Netanyahu praises 14-year-old Saudi peace plan

Netanyahu praises 14-year-old Saudi peace plan
Israeli Prime Minister Binyamin Netanyahu invokes Arab Peace Initiative in a possible bid to distract attention and derail upcoming Paris peace talks.
3 min read
01 June, 2016
Israeli Prime Minister Binyamin Netanyahu [Getty]
Israeli Prime Minister Binyamin Netanyahu has praised parts of a 14-year-old Saudi plan to resolve the Arab-Israeli conflict, just days before a Middle East peace conference in Paris.

"I remain committed to making peace with the Palestinians and with all our neighbours," he said at a press conference on Monday that followed the swearing-in of Israel's Defence Minister Avigdor Lieberman.

"The Arab peace initiative includes positive elements that can help revive constructive negotiations with the Palestinians," the PM continued.

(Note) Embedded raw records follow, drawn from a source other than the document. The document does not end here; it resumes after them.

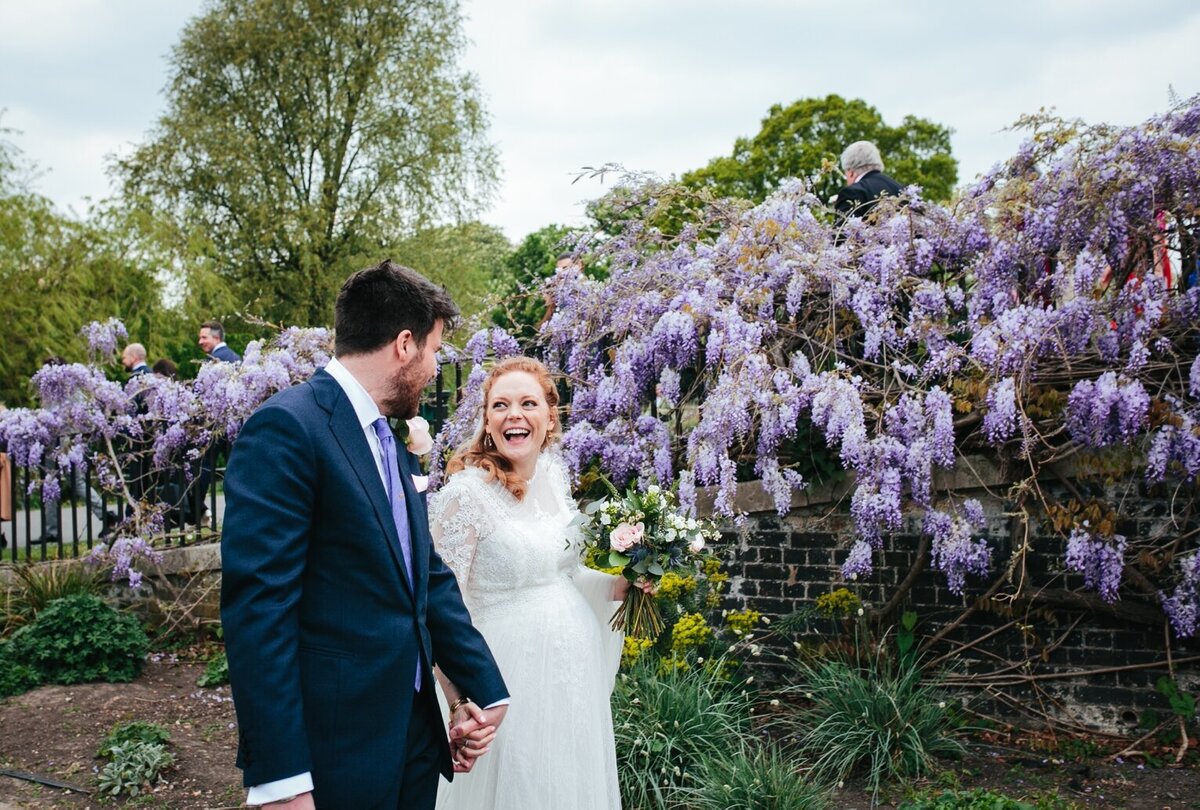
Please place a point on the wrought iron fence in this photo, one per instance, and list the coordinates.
(193, 498)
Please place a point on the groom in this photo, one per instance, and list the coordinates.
(334, 605)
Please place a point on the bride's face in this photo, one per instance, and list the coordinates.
(519, 419)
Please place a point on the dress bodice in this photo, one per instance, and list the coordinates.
(501, 549)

The Saudi-formulated plan was forwarded in 2002 and proposes that relations between Israel, Palestine and 56 Arab and Muslim countries can be normalised in exchange for an Israeli withdrawal from territories captured in the 1967 war.

Israel, however, still rejects the initiative's demand for a Palestinian "right of return" for millions of refugees and their descendants to what is now Israel – a move that would change the demographics of a state that has largely engineered its population along religious and ethnic lines.

Distraction
The sudden mention of the comatose initiative by the Israeli PM has been seen by some as a means of distracting attention from the row surrounding Netanyahu's controversial ministerial appointments.

Avigdor Lieberman
Israel's new Defence Minister Avigdor Lieberman [Getty]
"There are reasons to be cynical, but if Netanyahu and Liberman are looking to move away from the status quo, then this could help put off international efforts to impose a solution," Gerald Steinberg, a Bar-Ilan University political scientist, told the Chicago Tribune.

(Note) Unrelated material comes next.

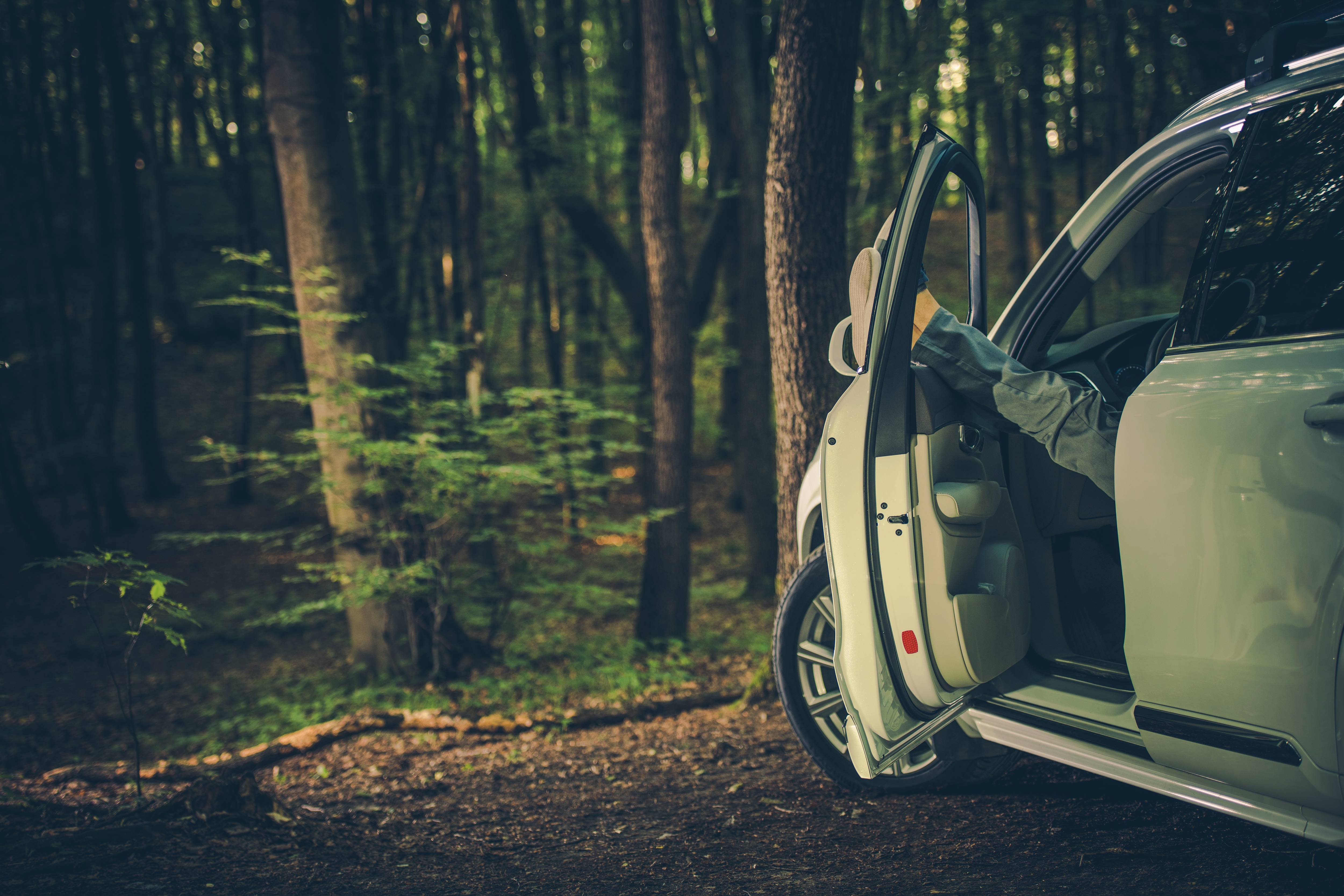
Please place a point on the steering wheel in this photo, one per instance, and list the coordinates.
(1158, 348)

Liberman, who has often been at odds with the Israeli PM, is himself a settler living on occupied Palestinian land, and in the past has drawn condemnation for proposing that Israel should assassinate its opponents in Hamas.

Derailing international peace efforts

It has also been suggested that by invoking the Saudi initiative, Israel is hoping to derail the Paris peace talks on Saturday.

"It's a public relations campaign that Netanyahu is leading to prettify his right-wing coalition after he chose Liberman as defenc minister," the Palestinian Ministry of Foreign Affairs said in a statement on Tuesday.

Neither the Palestinian Authority nor the Israeli government will be in attendance in Paris, where foreign ministers, including Russia's Sergei Lavrov and the United States' John Kerry, will meet.

Israel has cautiously avoided the prospect on international peace talks, with Netanyahu having repeatedly called for bilateral talks with Palestinian Mahmoud Abbas. The fear within Tel Aviv is that multilateral talks may favour Abbas, with the latter being able to exert greater pressure through international partners.

The President of the Palestinian Authority has rebuffed proposals of direct talks, which have not taken place since 2014 due to the continued construction of settlements in the West Bank.